Van Jones—environmental advocate, civil rights activist, best-selling author, attorney and one-time White House employee—claims to have the answer: green jobs.
Jones came to Washington University on Tuesday to discuss his plans for a green and prosperous future.
He suggested that the future of the American economy is in the newly emerging “green industry,” which is focused on environmental agendas, such as the use of clean forms of energy like wind and solar power.
The idea first came to Jones while working in Oakland, Calif.
At the time, California had passed several new laws supporting the solar energy industry, which led to an increased demand from homeowners for solar panels on their homes. But the panels weren’t being installed because there were no workers to install them.

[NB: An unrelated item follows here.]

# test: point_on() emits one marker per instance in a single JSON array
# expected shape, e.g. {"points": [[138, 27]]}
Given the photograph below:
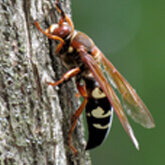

Around the same time, while working with troubled youth in the Oakland area, Jones realized that the reason these kids couldn’t stay out of jail was that they didn’t have jobs or the education or means to find employment.
Jones had the idea to help raise youth out of poverty by integrating them into the budding solar energy market by providing training that would enable them to find jobs and grow along with the industry.
“They need work, and you need workers,” Jones said. “We can fight pollution and poverty at the same time and make a difference.”
According to Jones, the many unemployed autoworkers in states like Ohio, Indiana and Michigan can also benefit from the green industry.
“It’s common sense—why should our workers be sitting there if they know how to make cars?” Jones said. “We’ve got more degrees in here than a thermostat, and you can’t make a car!”
Jones suggested that unemployed auto and steel workers and idle manufacturers be put to work in the production of clean energy tools such as wind turbines and solar panels.
In closing, Jones stressed the problems inherent in our economy’s dependency on fossil fuels, which are finite in supply.
Though the coal-mining industry currently provides jobs to 80,000 Americans, the growing popularity of mountaintop removal coal mining (a highly mechanized process that uses huge machinery that can do the work of 100 men) will cut the number of jobs in half by the next decade, according to Jones.
On the other hand, says Jones, you could quadruple the number of jobs in the solar and wind industries and still have room to grow. The solar industry already provides 46,000 jobs, and the wind industry employs the same number as the coal industry.
Jones insists that green jobs are the clear and logical choice to bring our country out of its economic crisis.
“You can be the generation that beats global warming, beats the global recession and makes America not a global superpower but a moral superpower,” said Jones. “The hateful people who want to fight it will fade to the background.”